© 2002 by European Society of Cardiology
Copyright © 2002, European Society of Cardiology
Tissue structure and connexin expression of canine pulmonary veins
Krannert Institute of Cardiology, Indiana University School of Medicine, Methodist Hospital, Noyes Pavilion, Rm E410, 1800 North Capitol Av., Indianapolis, IN 46202, USA
* Corresponding author. Tel.: +1-317-962-0101; fax: +1-317-962-0100 jolgin{at}iupui.edu
Objective: Rapid electrical activity in pulmonary veins (PVs) has been proposed as a mechanism for focal atrial fibrillation. The way in which the myocardial sleeve inside PVs can form a substrate for focal activity is not well understood. Therefore, we have studied tissue structure and connexin distribution at the veno-atrial transition in the dog.

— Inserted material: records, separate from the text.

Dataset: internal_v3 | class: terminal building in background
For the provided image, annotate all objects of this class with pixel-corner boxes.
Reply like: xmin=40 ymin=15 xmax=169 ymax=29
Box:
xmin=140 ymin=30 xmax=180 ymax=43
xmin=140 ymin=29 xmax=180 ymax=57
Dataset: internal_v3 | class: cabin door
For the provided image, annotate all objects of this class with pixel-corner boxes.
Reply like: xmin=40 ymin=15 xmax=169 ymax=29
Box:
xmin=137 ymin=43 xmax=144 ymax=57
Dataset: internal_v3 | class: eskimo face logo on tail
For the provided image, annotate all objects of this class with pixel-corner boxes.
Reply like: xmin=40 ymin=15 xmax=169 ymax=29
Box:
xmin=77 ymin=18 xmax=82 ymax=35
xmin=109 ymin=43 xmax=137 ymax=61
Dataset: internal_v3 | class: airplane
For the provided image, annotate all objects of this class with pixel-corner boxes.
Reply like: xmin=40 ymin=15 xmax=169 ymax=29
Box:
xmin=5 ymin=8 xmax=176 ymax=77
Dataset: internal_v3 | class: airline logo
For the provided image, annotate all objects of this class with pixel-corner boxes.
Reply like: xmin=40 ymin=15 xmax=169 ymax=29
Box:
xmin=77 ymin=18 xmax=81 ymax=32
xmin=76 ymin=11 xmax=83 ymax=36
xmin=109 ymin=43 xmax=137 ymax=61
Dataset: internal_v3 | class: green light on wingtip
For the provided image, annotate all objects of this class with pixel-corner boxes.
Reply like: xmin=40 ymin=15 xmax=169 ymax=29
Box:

Methods: In adult mongrel dogs, the anatomy of the PV area was studied. Tissue structure in individual veins was assessed in formalin fixed sections using Masson's Trichrome staining. Gap junction protein distribution was examined using antibodies against connexin40 (Cx40) and connexin43 (Cx43). The ultrastructure of myocytes in myocardial sleeves was studied using electron microscopy. Results: Individual PVs in the dog had a gross morphology similar to that observed in the human, with myocardial sleeves extending into the veins for 4–20 mm. In all veins examined, myocytes in myocardial sleeves had a normal atrial morphology and anti-desmin staining pattern. Cx43 was expressed throughout the sleeve at levels comparable to normal atrial myocardium. By contrast, Cx40 expression was lower in myocardial sleeves than in the rest of the left atrium. Myocytes in the sleeve, which were ultrastructurally similar to normal atrial myocytes, were predominantly organized in a circumferential pattern. Conclusions: PVs in the dog and various canine models of heart disease will be a suitable model for (patho)physiology of the veno-atrial transition. Myocytes in myocardial sleeves are similar to normal atrial myocytes. The circumferential orientation of these myocytes may provide a substrate for rapid circular reentry.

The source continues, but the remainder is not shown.